An example of how data is gathered from the NOAA API and assembled into a master dataframe that can then be easily stored in csv form.

In [5]:
import pandas as pd
import requests
import json
import time
import datetime
import numpy as np


In [8]:
headers1 = {'token': 'NOAA token goes here'}

In [None]:
#key functions to utilize
#URL formatter function - this simply takes in a city code, and start an end dates and returns the url
#for my search of the API
def url_maker_MINMAX(city,start,end):
    url_part1 = 'https://www.ncdc.noaa.gov/cdo-web/api/v2/data?datasetid=GHCND&locationid='
    city_id = city
    url_part2 = '&datatypeid=TMIN,TMAX&startdate='
    dates = '{}&enddate={}'.format(start,end)
    url_part3 = '&units=standard&limit=1000'
    url = '{}{}{}{}{}'.format(url_part1,city_id,url_part2,dates,url_part3)
    return url

#pull-to-df: This function actually performs the API requests and returns a well formatted dataframe
def pull_to_df(url, header):
    trying = True
    while trying == True:
        try:
            resp = requests.get(url, headers=header, timeout=10)
            trying = False
        except:
            pass
    df = pd.DataFrame(resp.json()['results'])
    df['date'] = [df['date'][n][:-9] for n in range(0,len(df))]
    return df.pivot_table(values='value', index = 'date', columns='datatype', aggfunc=np.mean)

#finally, a date generator, which allows us to use datetime objects to find the exact date n-days ago, but
#which returns a string in the format that the NOAA API wants
def generate_date(n):
    start = datetime.datetime(2018,12,31)
    result = start - datetime.timedelta(n)
    year = str(result.year)
    month = str(result.month) if len(str(result.month))==2 else '0'+str(result.month)
    day = str(result.day) if len(str(result.day)) == 2 else '0'+str(result.day)           
    return year+'-'+month+'-'+day

Then the most important functions:

Complete pull to df: this builds on the previous functions to create a master dataframe with all the minimum and maximum temperature values for the the given city going back however many years.

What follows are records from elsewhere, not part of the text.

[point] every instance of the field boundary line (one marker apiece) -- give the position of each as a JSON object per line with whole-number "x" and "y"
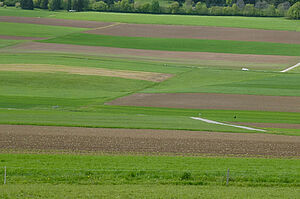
{"x": 111, "y": 25}
{"x": 232, "y": 125}
{"x": 290, "y": 68}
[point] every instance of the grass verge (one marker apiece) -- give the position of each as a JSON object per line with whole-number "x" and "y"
{"x": 268, "y": 23}
{"x": 34, "y": 30}
{"x": 176, "y": 170}
{"x": 175, "y": 44}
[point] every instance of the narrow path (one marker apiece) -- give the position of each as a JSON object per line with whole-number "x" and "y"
{"x": 103, "y": 27}
{"x": 144, "y": 141}
{"x": 220, "y": 123}
{"x": 290, "y": 68}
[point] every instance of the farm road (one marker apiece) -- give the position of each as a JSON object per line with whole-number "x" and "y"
{"x": 199, "y": 32}
{"x": 54, "y": 22}
{"x": 152, "y": 54}
{"x": 75, "y": 139}
{"x": 211, "y": 101}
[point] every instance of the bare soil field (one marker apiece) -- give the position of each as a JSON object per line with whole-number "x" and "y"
{"x": 54, "y": 22}
{"x": 96, "y": 50}
{"x": 211, "y": 101}
{"x": 148, "y": 76}
{"x": 199, "y": 32}
{"x": 75, "y": 139}
{"x": 21, "y": 38}
{"x": 270, "y": 125}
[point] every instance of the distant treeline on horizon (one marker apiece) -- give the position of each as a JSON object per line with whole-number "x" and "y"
{"x": 265, "y": 8}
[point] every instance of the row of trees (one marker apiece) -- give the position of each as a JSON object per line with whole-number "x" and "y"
{"x": 196, "y": 7}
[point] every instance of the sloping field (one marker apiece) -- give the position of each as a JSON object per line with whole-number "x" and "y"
{"x": 149, "y": 76}
{"x": 97, "y": 50}
{"x": 9, "y": 37}
{"x": 211, "y": 101}
{"x": 179, "y": 44}
{"x": 54, "y": 22}
{"x": 199, "y": 32}
{"x": 71, "y": 139}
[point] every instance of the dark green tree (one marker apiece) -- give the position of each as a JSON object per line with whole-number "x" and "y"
{"x": 155, "y": 8}
{"x": 54, "y": 5}
{"x": 294, "y": 11}
{"x": 26, "y": 4}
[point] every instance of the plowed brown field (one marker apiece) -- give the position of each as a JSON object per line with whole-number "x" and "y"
{"x": 97, "y": 50}
{"x": 200, "y": 32}
{"x": 54, "y": 22}
{"x": 211, "y": 101}
{"x": 74, "y": 139}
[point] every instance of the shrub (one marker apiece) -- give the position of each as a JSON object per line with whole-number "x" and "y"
{"x": 283, "y": 8}
{"x": 186, "y": 176}
{"x": 10, "y": 2}
{"x": 174, "y": 7}
{"x": 249, "y": 10}
{"x": 240, "y": 4}
{"x": 100, "y": 6}
{"x": 54, "y": 5}
{"x": 201, "y": 8}
{"x": 37, "y": 3}
{"x": 216, "y": 10}
{"x": 44, "y": 4}
{"x": 26, "y": 4}
{"x": 270, "y": 11}
{"x": 294, "y": 11}
{"x": 155, "y": 7}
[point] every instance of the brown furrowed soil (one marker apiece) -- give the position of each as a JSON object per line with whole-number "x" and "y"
{"x": 211, "y": 101}
{"x": 199, "y": 32}
{"x": 148, "y": 76}
{"x": 196, "y": 56}
{"x": 270, "y": 125}
{"x": 75, "y": 139}
{"x": 54, "y": 22}
{"x": 20, "y": 37}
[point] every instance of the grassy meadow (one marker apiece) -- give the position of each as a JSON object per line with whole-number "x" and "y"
{"x": 207, "y": 80}
{"x": 34, "y": 30}
{"x": 175, "y": 44}
{"x": 5, "y": 43}
{"x": 267, "y": 23}
{"x": 148, "y": 170}
{"x": 64, "y": 99}
{"x": 144, "y": 191}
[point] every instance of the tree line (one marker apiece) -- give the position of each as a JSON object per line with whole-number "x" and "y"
{"x": 268, "y": 8}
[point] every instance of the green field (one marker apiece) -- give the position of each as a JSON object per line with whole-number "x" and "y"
{"x": 131, "y": 64}
{"x": 146, "y": 118}
{"x": 148, "y": 170}
{"x": 174, "y": 44}
{"x": 5, "y": 43}
{"x": 144, "y": 191}
{"x": 267, "y": 23}
{"x": 231, "y": 82}
{"x": 79, "y": 100}
{"x": 34, "y": 30}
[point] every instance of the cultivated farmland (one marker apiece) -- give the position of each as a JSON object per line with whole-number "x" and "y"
{"x": 104, "y": 105}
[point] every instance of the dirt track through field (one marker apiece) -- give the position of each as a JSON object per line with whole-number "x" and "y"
{"x": 148, "y": 76}
{"x": 20, "y": 37}
{"x": 211, "y": 101}
{"x": 54, "y": 22}
{"x": 270, "y": 125}
{"x": 72, "y": 139}
{"x": 96, "y": 50}
{"x": 200, "y": 32}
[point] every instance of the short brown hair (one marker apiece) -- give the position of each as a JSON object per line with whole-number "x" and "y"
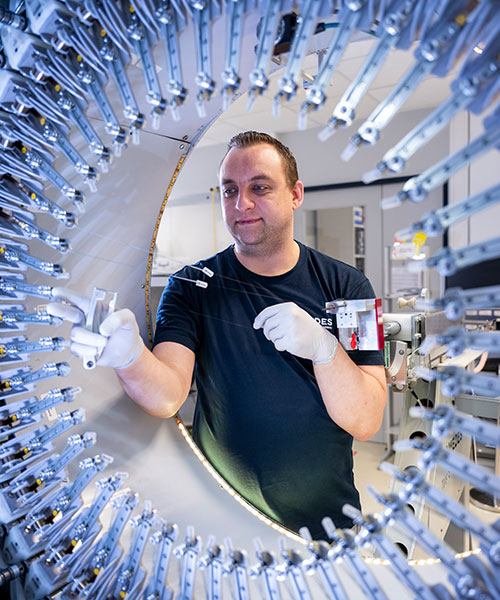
{"x": 253, "y": 138}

I cycle through numerous API keys to both expand the number of calls I can make in a single day (the limit of 10,000 calls is really quite, well, limiting) and to avoid overheating one key by making too many calls in a given minute.

create dfs: This takes in the raw data and creates a new dataframe of summary statistics, rolled up by year. Average maximum temperature that year, average min, days that breached 90. It then saves the df down to csv.

In [25]:
def complete_pull_to_df(city_id, header_list):
    df = pull_to_df(url_maker_MINMAX(city_id,generate_date(9),generate_date(0)),header_list[0])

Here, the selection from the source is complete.